The use of this technique has not escaped the attention of Microsoft, which last month warned of phishing campaigns targeting government and public sector organizations that use the OAuth URL redirection mechanism to bypass traditional phishing protections implemented in emails and browsers.
Further refinements to the attack chain were seen in February 2026, when TA416 began linking to archives hosted on Google Drive or a compromised SharePoint instance. In this case, the downloaded archives contain a legitimate Microsoft MSBuild executable and a malicious C# project file.
“When the MSBuild executable is run, it searches the current directory for the project file and automatically builds it,” the researchers said. “In the observed TA416 activity, the CSPROJ file acts as a downloader, decoding three base64-encoded URLs to fetch a DLL side-loading triad from a TA416-controlled domain, saving them in the user’s temporary directory, and executing a legitimate executable to load PlugX via the group’s specific DLL side-loading chain.”
PlugX malware has been consistently present throughout TA416 infiltrations, although the number of legitimate, signed executables abused for DLL side-loading has varied over time.
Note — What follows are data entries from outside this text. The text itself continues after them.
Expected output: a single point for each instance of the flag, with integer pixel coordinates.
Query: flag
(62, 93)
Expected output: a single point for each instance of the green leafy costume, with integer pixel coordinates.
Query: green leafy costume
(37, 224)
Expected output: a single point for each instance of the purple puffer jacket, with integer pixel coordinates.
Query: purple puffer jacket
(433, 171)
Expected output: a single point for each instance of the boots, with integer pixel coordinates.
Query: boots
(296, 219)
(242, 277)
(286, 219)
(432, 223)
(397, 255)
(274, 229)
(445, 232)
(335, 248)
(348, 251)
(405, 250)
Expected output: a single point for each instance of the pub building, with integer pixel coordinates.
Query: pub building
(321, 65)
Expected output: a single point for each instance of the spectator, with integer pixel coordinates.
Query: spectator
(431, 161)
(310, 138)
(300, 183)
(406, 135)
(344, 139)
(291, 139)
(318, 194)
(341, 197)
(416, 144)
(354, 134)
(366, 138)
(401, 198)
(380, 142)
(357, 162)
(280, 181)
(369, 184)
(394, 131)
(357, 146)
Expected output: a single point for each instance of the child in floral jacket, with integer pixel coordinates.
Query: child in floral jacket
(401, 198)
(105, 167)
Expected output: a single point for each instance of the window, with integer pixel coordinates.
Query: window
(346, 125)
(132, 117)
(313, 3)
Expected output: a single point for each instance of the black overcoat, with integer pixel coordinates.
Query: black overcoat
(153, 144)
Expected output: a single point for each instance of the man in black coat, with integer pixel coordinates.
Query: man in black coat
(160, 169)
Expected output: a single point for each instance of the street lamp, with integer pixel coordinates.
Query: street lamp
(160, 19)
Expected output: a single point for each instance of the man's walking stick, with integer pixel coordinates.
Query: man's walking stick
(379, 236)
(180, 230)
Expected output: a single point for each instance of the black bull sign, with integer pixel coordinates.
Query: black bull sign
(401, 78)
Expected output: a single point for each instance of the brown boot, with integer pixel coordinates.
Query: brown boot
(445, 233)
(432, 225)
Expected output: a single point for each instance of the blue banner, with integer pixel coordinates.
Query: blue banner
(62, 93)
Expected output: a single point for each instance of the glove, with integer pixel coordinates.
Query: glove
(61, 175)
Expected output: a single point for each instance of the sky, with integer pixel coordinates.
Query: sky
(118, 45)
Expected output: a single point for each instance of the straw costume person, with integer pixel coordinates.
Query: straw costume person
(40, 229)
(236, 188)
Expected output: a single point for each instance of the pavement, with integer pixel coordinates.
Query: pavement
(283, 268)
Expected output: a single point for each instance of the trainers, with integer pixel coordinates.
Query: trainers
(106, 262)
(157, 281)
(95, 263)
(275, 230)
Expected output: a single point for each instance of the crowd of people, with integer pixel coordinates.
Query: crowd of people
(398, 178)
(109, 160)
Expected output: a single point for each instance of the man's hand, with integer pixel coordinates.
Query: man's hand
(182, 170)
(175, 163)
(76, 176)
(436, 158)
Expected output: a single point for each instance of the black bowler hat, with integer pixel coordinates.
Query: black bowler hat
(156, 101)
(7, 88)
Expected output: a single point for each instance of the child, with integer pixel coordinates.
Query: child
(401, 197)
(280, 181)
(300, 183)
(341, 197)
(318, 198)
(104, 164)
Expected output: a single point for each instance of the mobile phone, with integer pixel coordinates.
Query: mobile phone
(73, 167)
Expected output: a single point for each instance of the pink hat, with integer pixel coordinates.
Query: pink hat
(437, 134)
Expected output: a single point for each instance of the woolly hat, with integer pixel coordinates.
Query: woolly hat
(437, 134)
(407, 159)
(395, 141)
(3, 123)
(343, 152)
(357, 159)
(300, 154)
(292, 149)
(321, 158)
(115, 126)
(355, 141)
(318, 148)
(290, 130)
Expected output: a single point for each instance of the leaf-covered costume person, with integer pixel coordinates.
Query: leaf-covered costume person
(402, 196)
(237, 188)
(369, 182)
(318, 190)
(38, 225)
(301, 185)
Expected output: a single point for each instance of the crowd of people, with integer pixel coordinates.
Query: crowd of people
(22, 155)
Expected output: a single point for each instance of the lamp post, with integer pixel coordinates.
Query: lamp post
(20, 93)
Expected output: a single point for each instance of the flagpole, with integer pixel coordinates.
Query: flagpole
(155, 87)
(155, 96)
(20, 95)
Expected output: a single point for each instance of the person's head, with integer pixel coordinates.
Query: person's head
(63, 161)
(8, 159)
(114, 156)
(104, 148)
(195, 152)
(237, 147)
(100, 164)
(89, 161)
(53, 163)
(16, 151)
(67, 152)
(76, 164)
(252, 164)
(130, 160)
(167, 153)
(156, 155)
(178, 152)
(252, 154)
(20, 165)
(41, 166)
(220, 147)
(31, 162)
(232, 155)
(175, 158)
The backdoor is also known to establish an encrypted communication channel with its command-and-control (C2) servers, but not before conducting anti-analysis checks to avoid detection.
PlugX accepts five different commands –
- 0x00000002To get system information
- 0x00001005To uninstall malware
- 0x00001007To adjust beaconing interval and timeout parameters
- 0x00003004To download and execute a new payload (EXE, DLL, or DAT)
- 0x00007002To open a reverse command shell
“After a two-year focus on Southeast Asia and Mongolia, TA416’s move back to a European government target of mid-2025 is consistent with a renewed intelligence-collection focus against EU and NATO-allied diplomacy entities,” Proofpoint said.
“Furthermore, the extension of TA416 to Middle Eastern government targeting in March 2026 highlights how the group’s work priorities are influenced by geopolitical flashpoints and escalations. During this period, the group has shown a willingness to iterate on infection chains using fake Cloudflare turnstile pages, OAuth redirect abuse, and MSBuild-based delivery, while continuing to update its customized PlugX backdoor.”
The revelations come as Darktrace revealed that Chinese-Nexus cyber operations have evolved from strategically aligned activity in the 2010s to highly adaptive, identity-focused infiltrations intended to establish long-term persistence within critical infrastructure networks.
Based on a review of attack campaigns between July 2022 and September 2025, US-based organizations accounted for 22.5% of all global incidents, followed by Italy, Spain, Germany, Thailand, the UK, Panama, Colombia, the Philippines, and Hong Kong. The majority of cases (63%) involved exploiting Internet-facing infrastructure (for example, CVE-2025-31324 and CVE-2025-0994) to gain initial access.
“In one notable case, the actor had completely compromised the environment and established persistence, but was re-exposed to the environment after more than 600 days,” Darktrace said. “The operational pause underscores both the depth of the infiltration and the actor’s long-term strategic intentions.”